Ingredients
- ¾ cup ghee/clarified butter
- 12 roughly chopped almonds
- 12 roughly chopped cashews/kaju
- 2 tablespoons raisins/kismish
- ¾ cup suji/rava/semolina
- ¼ cup atta/whole wheat flour
- 4 cups water
- 1 cup sugar
- 1 teaspoon cardamom powder
Note– Please read the recipe notes at the end.
Main Equipment Used
- Non-Stick Kadhai: https://amzn.to/33QpXds
- Steel Milk Pan: https://amzn.to/4dARTTg
- Induction Cooktop: https://amzn.to/2Jkn4px
Steps In Making
The sugar syrup
- To prepare the sugar syrup, add water and sugar in a pan and heat till the sugar dissolves completely.
The Halwa
- Heat ghee in a kadai, then add chopped almonds, cashews, and roast for a minute. Further, add raisins and roast for another minute. Once done remove them in a plate.

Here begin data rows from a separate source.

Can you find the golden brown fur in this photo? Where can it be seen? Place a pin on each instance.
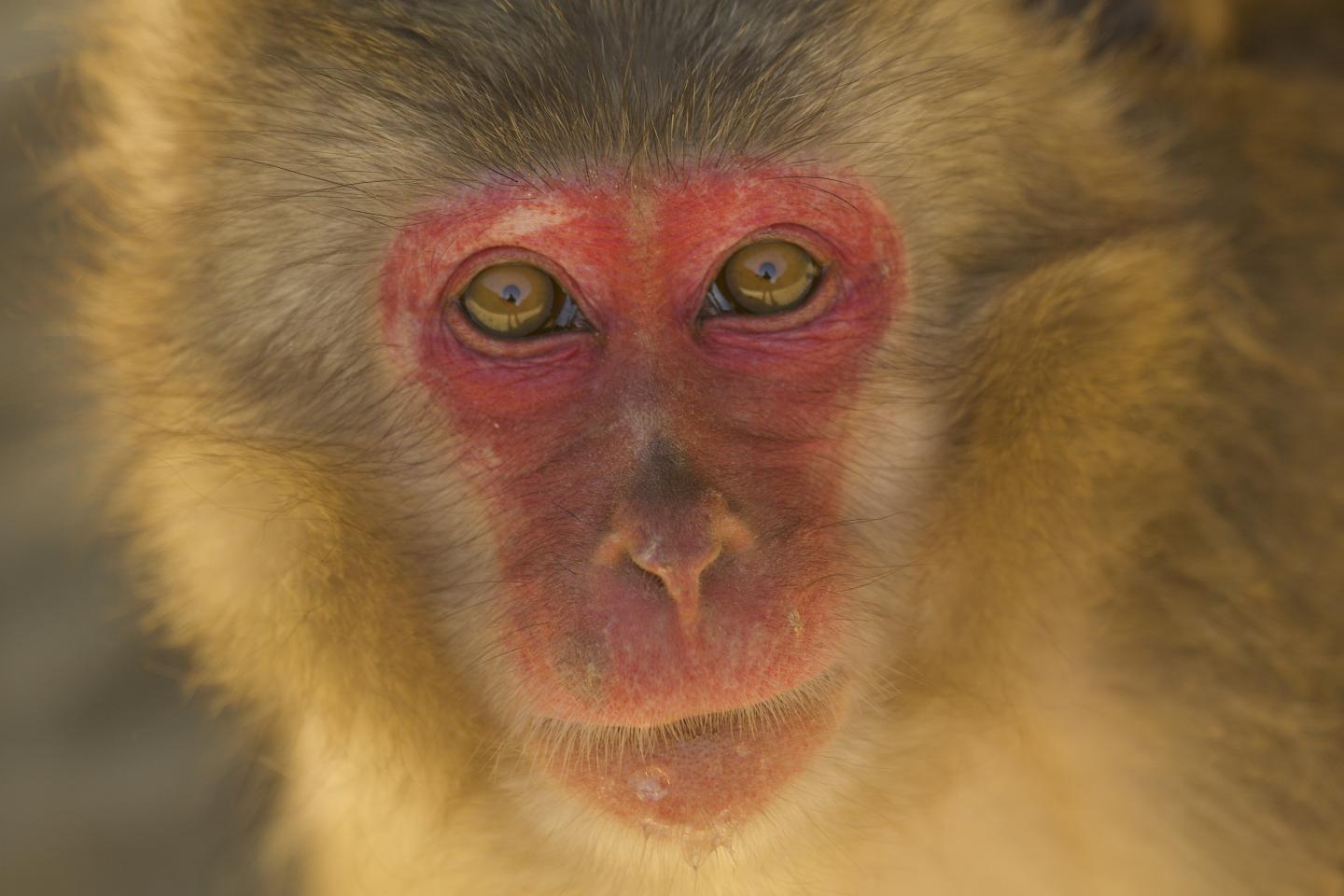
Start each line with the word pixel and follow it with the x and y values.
pixel 1108 639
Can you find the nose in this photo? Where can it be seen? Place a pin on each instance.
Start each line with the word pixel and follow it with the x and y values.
pixel 675 526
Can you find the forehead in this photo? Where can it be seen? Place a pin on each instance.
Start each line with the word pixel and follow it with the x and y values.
pixel 540 88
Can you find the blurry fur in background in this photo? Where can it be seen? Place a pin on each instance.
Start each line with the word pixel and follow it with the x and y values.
pixel 1038 498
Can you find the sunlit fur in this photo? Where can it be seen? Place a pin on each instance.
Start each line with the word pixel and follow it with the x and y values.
pixel 1096 498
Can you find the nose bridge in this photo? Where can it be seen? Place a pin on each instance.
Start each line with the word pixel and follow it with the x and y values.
pixel 672 525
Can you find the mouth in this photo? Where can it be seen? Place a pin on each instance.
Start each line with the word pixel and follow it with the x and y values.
pixel 695 779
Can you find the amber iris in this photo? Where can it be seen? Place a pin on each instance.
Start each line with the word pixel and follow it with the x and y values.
pixel 770 277
pixel 511 301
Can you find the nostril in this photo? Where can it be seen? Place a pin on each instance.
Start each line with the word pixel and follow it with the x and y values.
pixel 644 574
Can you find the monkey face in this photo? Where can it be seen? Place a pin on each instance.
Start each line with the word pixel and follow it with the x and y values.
pixel 660 459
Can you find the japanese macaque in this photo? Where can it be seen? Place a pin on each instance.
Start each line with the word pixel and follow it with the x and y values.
pixel 734 448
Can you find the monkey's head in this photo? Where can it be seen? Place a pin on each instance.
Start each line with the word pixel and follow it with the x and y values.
pixel 657 392
pixel 647 381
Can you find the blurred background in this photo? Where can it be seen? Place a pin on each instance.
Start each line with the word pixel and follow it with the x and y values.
pixel 112 779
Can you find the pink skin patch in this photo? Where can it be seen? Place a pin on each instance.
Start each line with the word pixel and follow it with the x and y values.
pixel 659 437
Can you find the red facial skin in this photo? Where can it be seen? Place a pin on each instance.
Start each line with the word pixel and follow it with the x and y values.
pixel 662 483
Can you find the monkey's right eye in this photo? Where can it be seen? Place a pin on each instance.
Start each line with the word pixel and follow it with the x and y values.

- In the same kadai add 2-3 tablespoons of ghee and once the ghee melts, add suji and whole wheat flour. Roast for 5-6 minutes on medium heat or till it gets a light golden brown colour and turns aromatic. The mixture will turn frothy and begin to release ghee.
- Now, add the sugar syrup and continue stirring it continuously to avoid lumps.
- Cook for 6-7 minutes or till the water is completely absorbed and becomes thick.
- Now add the rest of the ghee, roasted nuts and cardamom powder and cook for another two minutes.
- Once the halwa cools down it will thicken, so don’t overcook it.
- Serve hot or cold. Store in an airtight container in the refrigerator for up to a week.
Recipe Notes
- Follow the water ratio and the halwa will turn out perfect.
- You can adjust the sweetness as per your taste.